Steel Products Prices North America

Fitch Sees N. America as Bright Spot in Gloomy 2023 Steel Outlook

North America could be a bright spot in the global steel industry in a mostly gloomy outlook for 2023, according to a report from Fitch Ratings.

decisionThe report said that in some markets, “including North America, India, Turkey and Brazil, sentiment remains more positive than our mid-cycle assumptions.”

Reasons cited included benefits from protectionist trade measures, government support for infrastructure spending, and cost advantages in some markets.

Additionally, US steel consumption is expected to increase.

Fitch said it sees incremental growth in steel consumption in 2023 in markets such as India, southeast Asia and the US.

In a separate note Wednesday, Fitch spoke more specifically about the US market. The ratings agency believes US Midwest hot-rolled coil prices will, on average, remain significantly lower than in the first half of 2022, although moderately above historical averages and at a relatively healthy level for domestic producers.

Overall, Fitch expects that the global steel sector will not fully recover in 2023 from the supply-demand shift in favor of end markets caused by reduced consumption in the second half of 2022.

“We expect materially lower earnings for steelmakers as the global economic slowdown has ended the period of exceptionally high prices supported by post-pandemic pent-up demand.”

Steel markets will normalize in 2023, the report said, with volumes broadly similar to 2021 levels, excluding China.

The Asian nation’s production slowdown is expected to hit global production.

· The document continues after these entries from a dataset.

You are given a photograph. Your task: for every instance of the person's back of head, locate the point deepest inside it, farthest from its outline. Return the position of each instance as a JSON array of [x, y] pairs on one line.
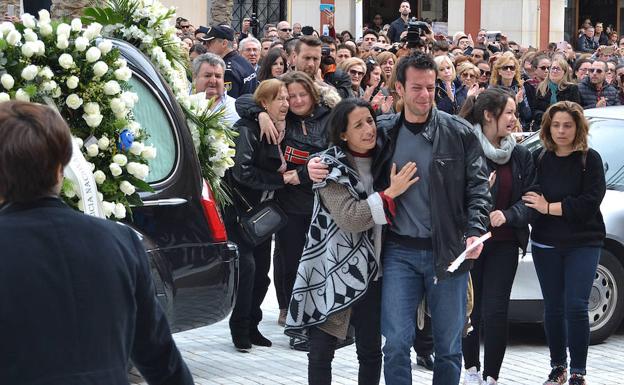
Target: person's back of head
[[35, 147]]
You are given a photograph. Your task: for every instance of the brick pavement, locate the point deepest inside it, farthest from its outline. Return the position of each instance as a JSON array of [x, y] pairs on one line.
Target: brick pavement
[[213, 359]]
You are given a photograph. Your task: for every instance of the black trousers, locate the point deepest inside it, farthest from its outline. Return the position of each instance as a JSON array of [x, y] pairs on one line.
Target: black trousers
[[253, 283], [290, 241], [366, 320], [492, 278]]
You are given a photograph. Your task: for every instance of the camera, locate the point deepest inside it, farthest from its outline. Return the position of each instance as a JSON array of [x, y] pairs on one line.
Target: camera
[[415, 29]]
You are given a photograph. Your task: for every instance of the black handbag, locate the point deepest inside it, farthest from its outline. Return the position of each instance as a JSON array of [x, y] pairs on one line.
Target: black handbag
[[259, 223]]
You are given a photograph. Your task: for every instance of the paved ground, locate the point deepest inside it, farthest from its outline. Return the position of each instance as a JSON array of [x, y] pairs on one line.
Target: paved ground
[[213, 359]]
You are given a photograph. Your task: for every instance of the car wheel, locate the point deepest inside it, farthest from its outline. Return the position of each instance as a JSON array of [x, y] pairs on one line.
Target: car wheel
[[606, 301]]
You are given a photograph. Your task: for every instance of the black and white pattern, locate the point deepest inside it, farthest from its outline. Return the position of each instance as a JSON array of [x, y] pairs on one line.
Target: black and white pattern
[[336, 266]]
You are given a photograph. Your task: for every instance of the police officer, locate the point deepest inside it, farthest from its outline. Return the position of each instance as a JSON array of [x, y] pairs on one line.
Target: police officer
[[240, 77]]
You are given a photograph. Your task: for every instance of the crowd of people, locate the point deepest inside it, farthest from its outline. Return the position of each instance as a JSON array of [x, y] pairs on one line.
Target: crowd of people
[[355, 140]]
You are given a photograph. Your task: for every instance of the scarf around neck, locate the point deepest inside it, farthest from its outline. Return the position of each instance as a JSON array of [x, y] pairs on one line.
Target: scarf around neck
[[497, 155]]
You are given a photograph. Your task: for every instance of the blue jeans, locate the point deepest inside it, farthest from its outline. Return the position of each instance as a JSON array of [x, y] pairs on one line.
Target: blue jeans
[[566, 276], [408, 275]]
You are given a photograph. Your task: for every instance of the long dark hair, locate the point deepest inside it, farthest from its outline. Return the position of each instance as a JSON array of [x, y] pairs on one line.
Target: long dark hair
[[267, 63], [493, 100], [339, 119]]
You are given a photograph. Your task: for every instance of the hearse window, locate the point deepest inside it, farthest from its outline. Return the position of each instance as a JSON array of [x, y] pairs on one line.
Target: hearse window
[[150, 113]]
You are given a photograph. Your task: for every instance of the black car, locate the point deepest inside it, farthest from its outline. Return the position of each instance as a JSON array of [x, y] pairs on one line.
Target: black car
[[195, 268]]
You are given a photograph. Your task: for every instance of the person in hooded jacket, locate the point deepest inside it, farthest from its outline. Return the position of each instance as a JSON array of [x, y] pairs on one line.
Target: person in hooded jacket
[[492, 114]]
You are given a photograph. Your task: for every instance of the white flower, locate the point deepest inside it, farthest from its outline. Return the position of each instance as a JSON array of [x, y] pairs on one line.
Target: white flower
[[66, 61], [100, 68], [22, 95], [115, 169], [72, 82], [46, 29], [81, 43], [28, 20], [46, 73], [120, 159], [123, 74], [73, 101], [13, 37], [44, 17], [92, 108], [63, 30], [120, 211], [127, 187], [93, 120], [76, 25], [103, 143], [138, 170], [30, 72], [93, 150], [7, 81], [149, 152], [108, 208], [112, 88], [62, 42], [93, 54], [29, 35], [99, 176], [136, 148], [105, 46]]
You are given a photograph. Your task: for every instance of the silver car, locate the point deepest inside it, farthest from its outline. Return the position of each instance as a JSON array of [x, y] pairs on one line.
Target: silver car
[[606, 302]]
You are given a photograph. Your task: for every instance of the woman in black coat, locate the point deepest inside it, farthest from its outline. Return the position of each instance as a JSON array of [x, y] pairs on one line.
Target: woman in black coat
[[492, 114], [259, 168]]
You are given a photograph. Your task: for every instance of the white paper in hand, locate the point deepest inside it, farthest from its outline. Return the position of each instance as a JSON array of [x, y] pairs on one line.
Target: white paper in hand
[[462, 257]]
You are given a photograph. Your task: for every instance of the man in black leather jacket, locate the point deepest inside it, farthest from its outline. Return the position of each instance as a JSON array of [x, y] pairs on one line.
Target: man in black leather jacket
[[435, 221]]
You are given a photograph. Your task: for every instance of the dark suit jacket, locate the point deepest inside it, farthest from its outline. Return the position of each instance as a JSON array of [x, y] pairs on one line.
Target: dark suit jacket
[[77, 301]]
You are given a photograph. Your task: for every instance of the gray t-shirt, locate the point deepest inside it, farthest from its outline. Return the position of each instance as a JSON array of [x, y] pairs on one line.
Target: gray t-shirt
[[413, 207]]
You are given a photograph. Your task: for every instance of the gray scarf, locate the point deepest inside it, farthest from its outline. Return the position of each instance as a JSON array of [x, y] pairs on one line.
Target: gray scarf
[[497, 155]]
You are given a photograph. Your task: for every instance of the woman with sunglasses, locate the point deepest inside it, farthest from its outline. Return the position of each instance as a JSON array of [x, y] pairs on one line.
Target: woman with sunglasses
[[356, 68], [493, 117], [558, 86], [506, 74]]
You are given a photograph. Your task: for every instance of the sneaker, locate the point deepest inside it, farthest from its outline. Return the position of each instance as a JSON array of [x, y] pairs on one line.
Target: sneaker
[[558, 376], [473, 377]]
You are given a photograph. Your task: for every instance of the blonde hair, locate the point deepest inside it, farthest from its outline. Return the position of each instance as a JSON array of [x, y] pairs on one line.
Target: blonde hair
[[268, 90], [507, 58], [351, 62]]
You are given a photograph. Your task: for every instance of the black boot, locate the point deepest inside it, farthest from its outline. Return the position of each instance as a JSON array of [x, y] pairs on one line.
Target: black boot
[[257, 338]]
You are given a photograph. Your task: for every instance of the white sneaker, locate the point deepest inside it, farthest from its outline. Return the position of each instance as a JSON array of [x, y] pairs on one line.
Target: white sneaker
[[473, 377]]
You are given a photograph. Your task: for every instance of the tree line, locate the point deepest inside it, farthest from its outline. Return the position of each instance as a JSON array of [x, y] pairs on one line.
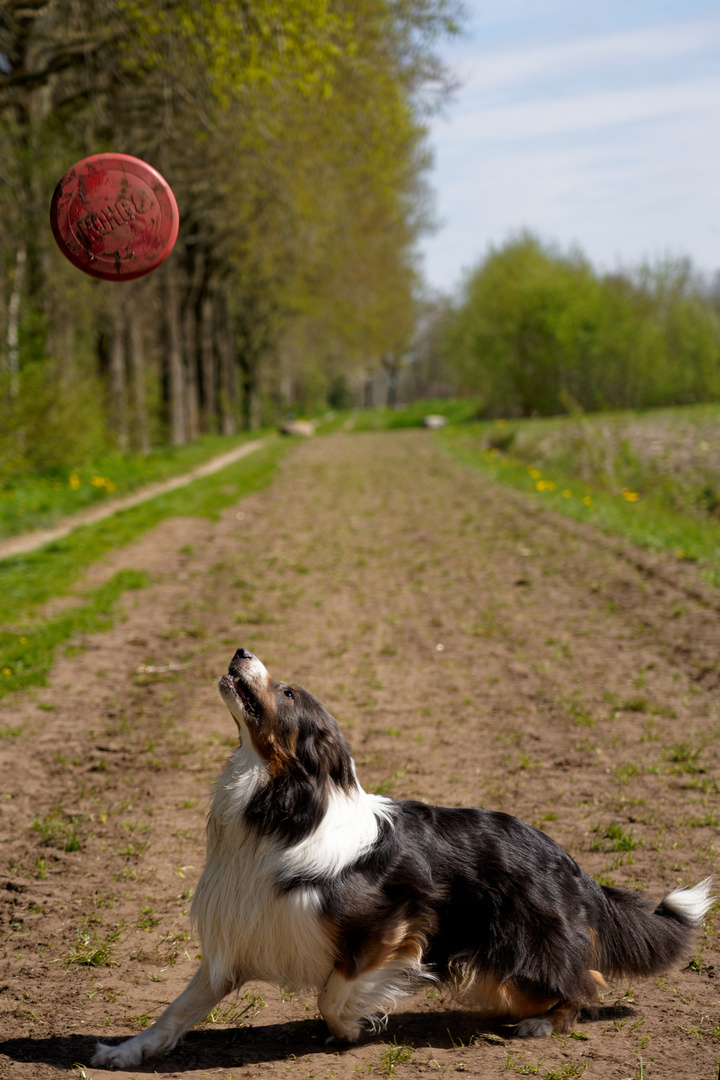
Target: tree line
[[534, 329], [291, 133]]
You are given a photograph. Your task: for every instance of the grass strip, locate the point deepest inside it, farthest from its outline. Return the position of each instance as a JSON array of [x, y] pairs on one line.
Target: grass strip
[[40, 501], [641, 520], [28, 642]]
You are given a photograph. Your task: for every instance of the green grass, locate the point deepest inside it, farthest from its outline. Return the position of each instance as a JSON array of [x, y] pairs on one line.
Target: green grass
[[644, 521], [39, 501], [28, 642]]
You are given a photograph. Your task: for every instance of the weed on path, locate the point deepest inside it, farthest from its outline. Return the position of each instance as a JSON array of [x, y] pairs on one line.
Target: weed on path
[[474, 650]]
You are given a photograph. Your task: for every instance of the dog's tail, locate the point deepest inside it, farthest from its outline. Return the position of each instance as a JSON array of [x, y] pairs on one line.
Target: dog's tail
[[633, 937]]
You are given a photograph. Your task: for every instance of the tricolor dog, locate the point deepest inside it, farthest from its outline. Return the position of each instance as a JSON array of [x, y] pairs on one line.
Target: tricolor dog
[[312, 883]]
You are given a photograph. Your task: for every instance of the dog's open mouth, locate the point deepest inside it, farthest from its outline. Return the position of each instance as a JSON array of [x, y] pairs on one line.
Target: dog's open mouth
[[248, 701]]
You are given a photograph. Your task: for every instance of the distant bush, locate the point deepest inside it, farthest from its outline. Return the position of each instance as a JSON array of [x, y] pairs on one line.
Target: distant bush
[[537, 331]]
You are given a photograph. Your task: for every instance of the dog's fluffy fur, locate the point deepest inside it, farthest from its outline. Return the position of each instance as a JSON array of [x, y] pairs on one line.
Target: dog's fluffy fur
[[311, 882]]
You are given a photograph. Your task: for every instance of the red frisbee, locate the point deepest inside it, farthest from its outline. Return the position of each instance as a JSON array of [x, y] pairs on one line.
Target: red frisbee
[[114, 216]]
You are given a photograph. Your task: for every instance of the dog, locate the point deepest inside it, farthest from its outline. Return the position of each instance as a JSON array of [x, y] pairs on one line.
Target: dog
[[312, 883]]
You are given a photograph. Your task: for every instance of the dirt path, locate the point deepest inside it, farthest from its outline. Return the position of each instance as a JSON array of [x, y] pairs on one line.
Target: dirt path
[[475, 650], [36, 539]]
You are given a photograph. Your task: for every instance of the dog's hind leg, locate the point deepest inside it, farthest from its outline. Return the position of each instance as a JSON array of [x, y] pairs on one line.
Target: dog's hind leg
[[195, 1001], [351, 1003]]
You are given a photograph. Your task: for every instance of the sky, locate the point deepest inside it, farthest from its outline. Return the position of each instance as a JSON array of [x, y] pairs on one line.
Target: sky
[[593, 123]]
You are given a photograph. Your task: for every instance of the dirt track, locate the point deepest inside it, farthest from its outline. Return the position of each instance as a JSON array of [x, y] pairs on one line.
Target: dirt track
[[475, 650]]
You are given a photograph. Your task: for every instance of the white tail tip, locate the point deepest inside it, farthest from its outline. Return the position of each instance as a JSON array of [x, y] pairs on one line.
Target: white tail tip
[[693, 903]]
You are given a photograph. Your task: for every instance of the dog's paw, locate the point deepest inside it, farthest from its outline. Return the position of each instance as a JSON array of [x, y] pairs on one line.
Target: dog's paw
[[123, 1056], [534, 1026]]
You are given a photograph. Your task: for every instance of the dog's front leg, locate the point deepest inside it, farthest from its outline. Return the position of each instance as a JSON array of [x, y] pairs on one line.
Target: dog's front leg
[[195, 1001]]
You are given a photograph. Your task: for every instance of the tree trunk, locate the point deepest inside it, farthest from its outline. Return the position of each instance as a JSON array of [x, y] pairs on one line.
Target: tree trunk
[[248, 380], [14, 322], [207, 354], [119, 382], [228, 395], [191, 395], [175, 366], [139, 395]]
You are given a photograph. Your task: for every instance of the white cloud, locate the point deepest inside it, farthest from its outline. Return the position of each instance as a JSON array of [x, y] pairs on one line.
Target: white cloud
[[611, 142], [583, 113], [494, 70]]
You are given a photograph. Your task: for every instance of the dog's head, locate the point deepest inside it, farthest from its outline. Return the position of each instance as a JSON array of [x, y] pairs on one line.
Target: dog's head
[[298, 740]]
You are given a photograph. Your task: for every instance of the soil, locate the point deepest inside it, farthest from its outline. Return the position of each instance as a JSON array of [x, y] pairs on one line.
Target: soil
[[475, 648]]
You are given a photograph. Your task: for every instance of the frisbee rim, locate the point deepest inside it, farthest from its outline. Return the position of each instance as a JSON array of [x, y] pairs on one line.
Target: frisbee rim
[[123, 163]]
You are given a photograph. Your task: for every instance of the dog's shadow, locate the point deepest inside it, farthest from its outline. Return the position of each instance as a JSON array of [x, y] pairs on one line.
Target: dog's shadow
[[232, 1048]]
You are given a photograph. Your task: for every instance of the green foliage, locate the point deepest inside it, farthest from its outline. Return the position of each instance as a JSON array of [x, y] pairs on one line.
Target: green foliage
[[537, 331], [291, 133], [27, 640], [39, 499], [656, 521]]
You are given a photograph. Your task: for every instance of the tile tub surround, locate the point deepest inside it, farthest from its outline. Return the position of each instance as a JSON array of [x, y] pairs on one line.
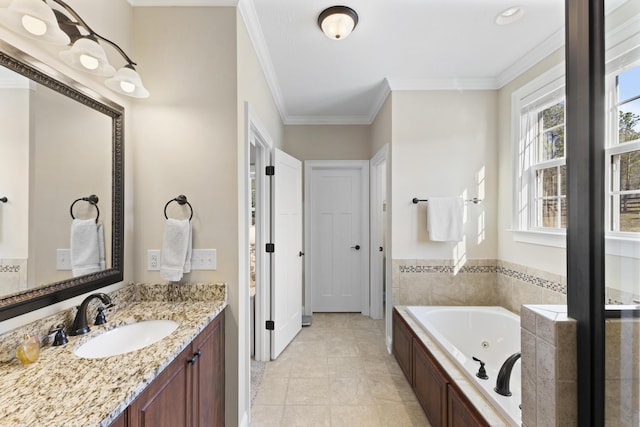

“We expect global steel consumption to shrink by 60–65 million metric tons in 2022, with capacity utilization dropping from 80% to 77%,” Fitch said.

China’s targeted reduction of steel production will account for 20–30 million metric tons of this, the report said, with the rest coming from demand destruction outside China.

As for Europe, prospects for steel companies remain gloomy due to high and volatile energy costs, the looming recession, waning consumer confidence, and the greater need to redesign supply chains for the steel sector and possibly its end markets, Fitch said.

Factors affecting short-term supply and demand include issues with the Chinese property market and the timing of lockdown easing in the country, Fitch noted.

Additionally, geopolitical issues from the war in Ukraine, the US-China trade relationship or a potential escalation of China-Taiwan tensions, and evolving protectionist measures in major economies, could shift the market, the report said.